Choosing the right Kling model
Kling 3.0 ships four models. Here's when to use each:
- Kling Video 3.0 — Best for most video generation tasks. Fastest, highest quality video without audio.
- Kling Video 3.0 Omni — When you need synchronized audio (voices, music, SFX) built into the video.
- Kling Image 3.0 — For photorealistic still images, or when you want reference frames for video.
- Kling Image 3.0 Omni — For complex image prompts with text, branding, or cross-modal inputs.
Writing effective prompts
The quality of your Kling output depends significantly on your prompt. Here's a framework:
- Subject: Who or what is in the scene? ("A lone astronaut")

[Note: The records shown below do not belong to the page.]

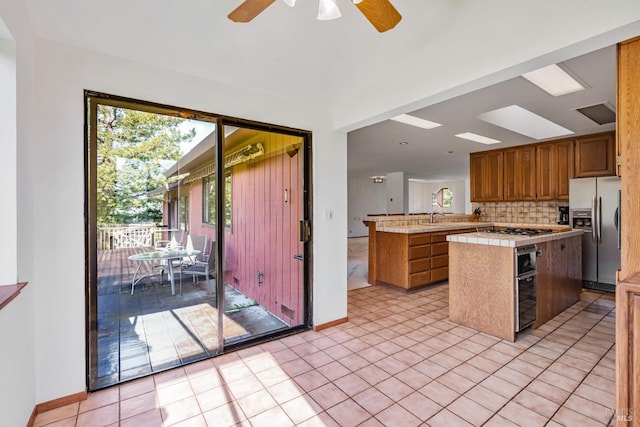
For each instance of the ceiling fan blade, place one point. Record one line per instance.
(380, 13)
(249, 9)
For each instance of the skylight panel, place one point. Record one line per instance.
(478, 138)
(415, 121)
(553, 80)
(524, 122)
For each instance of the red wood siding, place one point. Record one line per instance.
(264, 232)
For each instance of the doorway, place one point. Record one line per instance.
(175, 200)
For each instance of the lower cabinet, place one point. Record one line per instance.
(413, 260)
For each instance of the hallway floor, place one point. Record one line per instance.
(397, 362)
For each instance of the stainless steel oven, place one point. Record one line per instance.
(525, 286)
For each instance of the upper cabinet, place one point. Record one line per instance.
(595, 155)
(519, 173)
(486, 176)
(540, 171)
(554, 169)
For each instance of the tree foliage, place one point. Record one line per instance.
(134, 148)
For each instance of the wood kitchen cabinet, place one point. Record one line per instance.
(628, 283)
(486, 169)
(412, 260)
(554, 169)
(519, 180)
(595, 155)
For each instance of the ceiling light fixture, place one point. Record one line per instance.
(478, 138)
(553, 80)
(415, 121)
(524, 122)
(328, 10)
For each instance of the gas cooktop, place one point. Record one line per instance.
(521, 231)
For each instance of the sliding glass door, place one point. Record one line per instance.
(193, 236)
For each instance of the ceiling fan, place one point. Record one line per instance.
(381, 13)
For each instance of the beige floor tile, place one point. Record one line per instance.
(372, 400)
(568, 417)
(328, 395)
(57, 414)
(487, 398)
(520, 415)
(439, 393)
(394, 388)
(398, 416)
(536, 403)
(138, 405)
(470, 411)
(179, 411)
(301, 409)
(447, 418)
(348, 413)
(99, 417)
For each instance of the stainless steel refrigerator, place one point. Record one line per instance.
(594, 206)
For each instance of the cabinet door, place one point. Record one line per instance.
(565, 168)
(476, 169)
(526, 173)
(595, 156)
(511, 172)
(494, 176)
(545, 171)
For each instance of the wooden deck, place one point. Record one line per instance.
(152, 330)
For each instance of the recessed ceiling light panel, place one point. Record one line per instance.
(553, 80)
(524, 122)
(599, 113)
(478, 138)
(415, 121)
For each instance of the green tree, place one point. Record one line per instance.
(134, 148)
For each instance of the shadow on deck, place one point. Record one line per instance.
(152, 330)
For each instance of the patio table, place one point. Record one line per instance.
(167, 255)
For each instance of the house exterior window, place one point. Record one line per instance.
(209, 199)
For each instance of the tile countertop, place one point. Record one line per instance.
(482, 238)
(427, 228)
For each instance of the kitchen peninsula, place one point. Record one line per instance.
(410, 251)
(499, 280)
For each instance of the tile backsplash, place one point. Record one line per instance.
(537, 212)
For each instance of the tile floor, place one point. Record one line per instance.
(152, 330)
(397, 362)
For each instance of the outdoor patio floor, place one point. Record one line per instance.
(152, 330)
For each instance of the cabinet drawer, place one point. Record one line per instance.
(439, 261)
(439, 237)
(439, 274)
(422, 251)
(418, 279)
(440, 248)
(419, 265)
(419, 239)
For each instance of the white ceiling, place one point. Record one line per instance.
(440, 49)
(374, 150)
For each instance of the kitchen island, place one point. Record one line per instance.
(410, 252)
(483, 268)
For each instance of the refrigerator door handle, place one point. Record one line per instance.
(599, 214)
(594, 221)
(617, 219)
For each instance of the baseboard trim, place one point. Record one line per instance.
(55, 404)
(330, 324)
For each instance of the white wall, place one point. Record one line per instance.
(365, 197)
(420, 196)
(17, 344)
(51, 162)
(397, 193)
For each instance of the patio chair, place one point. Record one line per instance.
(205, 268)
(177, 242)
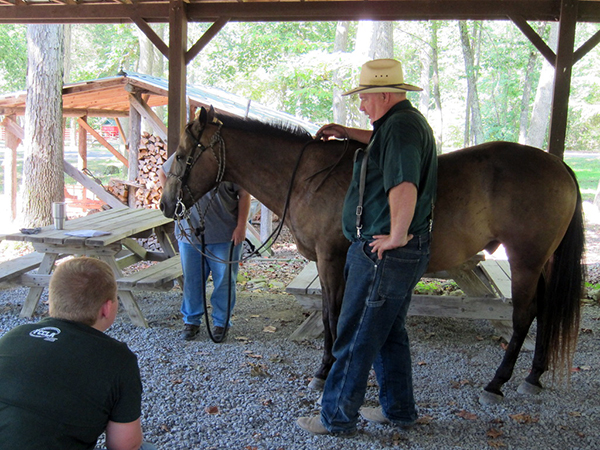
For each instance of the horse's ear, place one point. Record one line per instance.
(203, 116)
(212, 117)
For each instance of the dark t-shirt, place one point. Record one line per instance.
(401, 149)
(60, 384)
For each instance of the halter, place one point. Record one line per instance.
(181, 211)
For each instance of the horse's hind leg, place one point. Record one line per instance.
(331, 275)
(524, 284)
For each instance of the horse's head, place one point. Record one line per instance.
(198, 164)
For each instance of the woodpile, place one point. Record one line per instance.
(151, 156)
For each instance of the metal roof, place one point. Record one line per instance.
(98, 11)
(109, 97)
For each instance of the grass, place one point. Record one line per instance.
(587, 169)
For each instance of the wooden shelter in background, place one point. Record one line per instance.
(177, 13)
(128, 95)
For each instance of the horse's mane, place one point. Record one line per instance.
(273, 128)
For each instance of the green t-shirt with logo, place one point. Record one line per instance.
(402, 148)
(60, 384)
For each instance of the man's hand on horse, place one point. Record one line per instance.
(332, 131)
(383, 242)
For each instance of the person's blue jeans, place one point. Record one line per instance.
(371, 332)
(192, 306)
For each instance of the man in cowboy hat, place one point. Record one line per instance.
(387, 217)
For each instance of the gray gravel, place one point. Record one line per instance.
(247, 392)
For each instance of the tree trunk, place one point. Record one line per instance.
(473, 124)
(43, 179)
(542, 106)
(374, 40)
(340, 45)
(435, 86)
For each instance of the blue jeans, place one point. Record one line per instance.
(145, 446)
(192, 306)
(371, 331)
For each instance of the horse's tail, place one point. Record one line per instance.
(560, 312)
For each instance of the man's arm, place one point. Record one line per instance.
(239, 234)
(124, 436)
(403, 200)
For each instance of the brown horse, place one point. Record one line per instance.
(495, 193)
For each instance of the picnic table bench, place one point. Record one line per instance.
(107, 235)
(485, 283)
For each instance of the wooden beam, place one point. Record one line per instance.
(151, 34)
(13, 127)
(275, 11)
(205, 39)
(535, 39)
(562, 77)
(70, 112)
(90, 184)
(586, 47)
(103, 141)
(135, 132)
(177, 72)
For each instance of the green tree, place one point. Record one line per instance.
(13, 54)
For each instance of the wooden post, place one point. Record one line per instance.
(10, 169)
(82, 150)
(177, 72)
(562, 77)
(266, 223)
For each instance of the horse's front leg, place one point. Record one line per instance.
(331, 275)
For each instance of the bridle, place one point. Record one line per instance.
(181, 212)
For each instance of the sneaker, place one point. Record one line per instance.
(315, 426)
(375, 415)
(219, 333)
(189, 332)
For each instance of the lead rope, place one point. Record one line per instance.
(229, 296)
(361, 188)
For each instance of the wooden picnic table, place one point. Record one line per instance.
(109, 236)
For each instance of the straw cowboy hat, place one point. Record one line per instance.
(382, 75)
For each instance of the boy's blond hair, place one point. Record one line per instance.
(79, 287)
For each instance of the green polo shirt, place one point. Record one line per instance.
(401, 149)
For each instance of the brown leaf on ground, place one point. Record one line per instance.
(523, 418)
(213, 410)
(466, 415)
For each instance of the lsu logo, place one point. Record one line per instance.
(46, 333)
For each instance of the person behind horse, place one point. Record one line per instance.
(389, 253)
(63, 382)
(223, 214)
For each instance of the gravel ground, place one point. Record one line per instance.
(246, 393)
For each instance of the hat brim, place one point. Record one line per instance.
(392, 88)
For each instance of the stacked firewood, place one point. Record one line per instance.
(119, 189)
(151, 157)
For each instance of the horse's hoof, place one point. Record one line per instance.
(317, 384)
(529, 389)
(488, 398)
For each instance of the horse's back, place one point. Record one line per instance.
(500, 192)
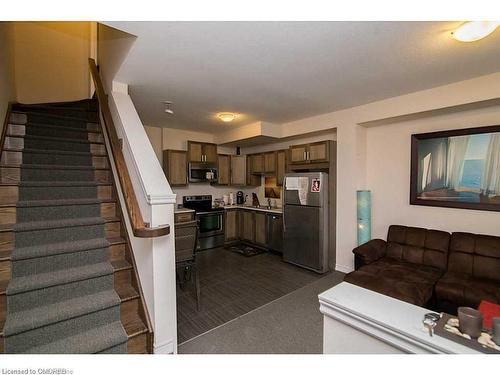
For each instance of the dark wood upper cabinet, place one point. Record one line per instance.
(175, 167)
(280, 166)
(317, 152)
(202, 152)
(269, 162)
(224, 169)
(238, 170)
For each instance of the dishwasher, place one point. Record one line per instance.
(274, 232)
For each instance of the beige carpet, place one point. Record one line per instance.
(291, 324)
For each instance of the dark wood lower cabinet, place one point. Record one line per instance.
(246, 225)
(260, 228)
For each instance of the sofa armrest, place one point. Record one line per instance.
(369, 252)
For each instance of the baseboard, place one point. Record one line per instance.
(343, 268)
(166, 347)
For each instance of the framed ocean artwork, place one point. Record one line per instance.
(456, 168)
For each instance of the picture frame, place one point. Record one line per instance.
(456, 168)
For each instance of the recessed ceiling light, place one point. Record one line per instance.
(168, 107)
(474, 30)
(226, 116)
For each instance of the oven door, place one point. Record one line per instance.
(210, 224)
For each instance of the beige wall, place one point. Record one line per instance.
(7, 88)
(388, 176)
(51, 61)
(112, 48)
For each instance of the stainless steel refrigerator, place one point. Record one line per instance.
(305, 215)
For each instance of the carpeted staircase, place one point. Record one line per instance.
(61, 295)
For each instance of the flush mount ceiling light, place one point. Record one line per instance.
(168, 107)
(226, 116)
(474, 30)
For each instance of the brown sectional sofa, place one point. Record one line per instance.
(430, 268)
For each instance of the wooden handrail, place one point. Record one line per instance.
(139, 228)
(5, 124)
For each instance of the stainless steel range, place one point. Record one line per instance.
(210, 220)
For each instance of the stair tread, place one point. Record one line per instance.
(21, 321)
(58, 223)
(48, 106)
(66, 276)
(56, 183)
(134, 327)
(56, 139)
(126, 292)
(91, 341)
(64, 127)
(55, 152)
(7, 251)
(52, 166)
(61, 202)
(120, 265)
(39, 251)
(52, 115)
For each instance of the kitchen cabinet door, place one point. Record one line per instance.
(210, 152)
(298, 154)
(280, 167)
(238, 170)
(224, 169)
(269, 162)
(195, 151)
(257, 161)
(231, 231)
(318, 152)
(260, 228)
(248, 226)
(175, 167)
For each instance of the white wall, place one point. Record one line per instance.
(51, 61)
(7, 88)
(388, 176)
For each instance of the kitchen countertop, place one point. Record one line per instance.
(274, 210)
(182, 210)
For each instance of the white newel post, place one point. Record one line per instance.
(154, 258)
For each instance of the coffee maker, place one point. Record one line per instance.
(240, 197)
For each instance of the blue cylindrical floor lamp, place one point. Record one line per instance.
(364, 207)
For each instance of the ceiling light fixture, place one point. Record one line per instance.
(474, 30)
(168, 107)
(226, 116)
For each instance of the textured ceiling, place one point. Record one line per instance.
(285, 71)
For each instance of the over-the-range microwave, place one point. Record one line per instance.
(202, 172)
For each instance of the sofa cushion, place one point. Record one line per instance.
(419, 246)
(405, 281)
(476, 255)
(463, 289)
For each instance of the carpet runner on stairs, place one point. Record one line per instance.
(60, 298)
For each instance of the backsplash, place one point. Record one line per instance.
(219, 191)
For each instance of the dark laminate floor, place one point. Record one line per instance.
(232, 285)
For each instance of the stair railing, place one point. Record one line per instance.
(139, 227)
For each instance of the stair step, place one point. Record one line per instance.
(61, 202)
(51, 115)
(92, 341)
(54, 152)
(54, 139)
(26, 320)
(45, 280)
(121, 265)
(39, 251)
(57, 127)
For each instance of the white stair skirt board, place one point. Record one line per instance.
(358, 320)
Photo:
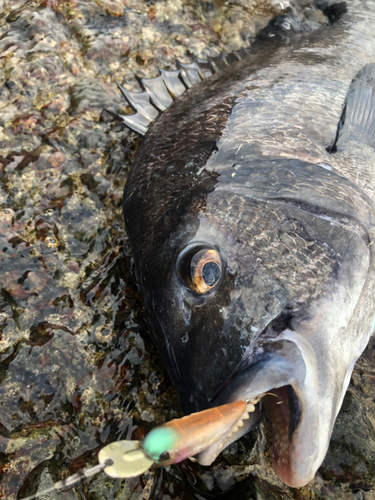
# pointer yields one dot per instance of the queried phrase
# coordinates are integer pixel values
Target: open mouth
(278, 384)
(283, 411)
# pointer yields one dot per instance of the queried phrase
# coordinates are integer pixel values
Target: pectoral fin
(357, 122)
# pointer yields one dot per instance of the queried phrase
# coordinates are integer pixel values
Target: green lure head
(160, 444)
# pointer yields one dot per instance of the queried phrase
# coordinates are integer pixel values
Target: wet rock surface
(77, 366)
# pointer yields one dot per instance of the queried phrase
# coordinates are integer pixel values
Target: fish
(250, 214)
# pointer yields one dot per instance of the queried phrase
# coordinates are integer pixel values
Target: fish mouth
(279, 378)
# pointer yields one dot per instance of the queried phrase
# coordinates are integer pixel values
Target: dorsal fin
(160, 92)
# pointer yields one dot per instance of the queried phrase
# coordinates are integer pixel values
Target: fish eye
(164, 457)
(201, 268)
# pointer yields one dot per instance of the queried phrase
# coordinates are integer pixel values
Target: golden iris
(205, 270)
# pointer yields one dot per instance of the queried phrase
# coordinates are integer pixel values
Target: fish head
(256, 286)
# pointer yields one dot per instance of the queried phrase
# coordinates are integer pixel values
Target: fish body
(250, 211)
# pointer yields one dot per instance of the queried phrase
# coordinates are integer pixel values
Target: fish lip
(289, 363)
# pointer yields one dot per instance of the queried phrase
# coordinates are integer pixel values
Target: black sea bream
(250, 211)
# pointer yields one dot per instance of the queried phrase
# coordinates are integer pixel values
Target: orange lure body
(185, 437)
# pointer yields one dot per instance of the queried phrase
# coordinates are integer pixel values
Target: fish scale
(273, 173)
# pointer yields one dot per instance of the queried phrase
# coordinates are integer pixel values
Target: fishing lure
(166, 444)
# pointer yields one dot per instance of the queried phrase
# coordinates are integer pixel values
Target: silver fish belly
(250, 211)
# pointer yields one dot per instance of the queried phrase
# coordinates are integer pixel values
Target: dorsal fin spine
(159, 93)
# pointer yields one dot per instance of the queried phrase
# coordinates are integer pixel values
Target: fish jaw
(283, 374)
(278, 370)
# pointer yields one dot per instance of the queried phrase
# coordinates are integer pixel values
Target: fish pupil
(211, 273)
(164, 456)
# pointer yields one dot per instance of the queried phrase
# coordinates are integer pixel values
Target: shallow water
(78, 368)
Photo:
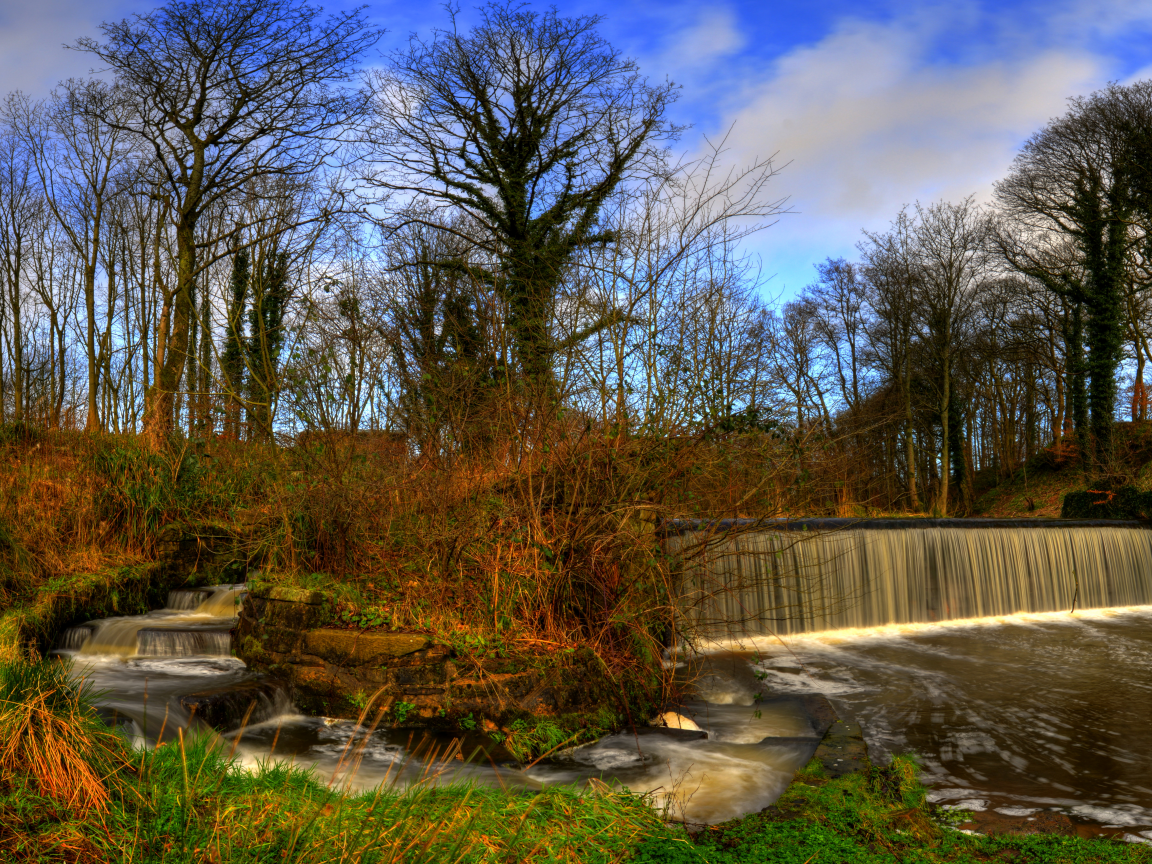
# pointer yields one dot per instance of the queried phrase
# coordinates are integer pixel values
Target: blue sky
(871, 105)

- Action: What are they doing? ("walking slowly across red sand")
- Setting: Where? Time of day? ("alien desert planet, twin suns setting")
- Style: Visual aesthetic? ("cinematic 4K, dust particles in air, epic wide shot")
- Camera: Shot type and movement? ("slow push in, shallow depth of field")
- Duration hint: Pacing? ("contemplative, unhurried")
Example of a weak prompt:
"astronaut on Mars"
Example of a strong prompt:
"A lone astronaut in a worn white suit walks slowly across a vast red Martian desert at sunset. Twin suns dip below the horizon, casting long amber shadows. Dust particles drift past the visor. Cinematic 4K, wide shot, slow dolly forward, dramatic music swells."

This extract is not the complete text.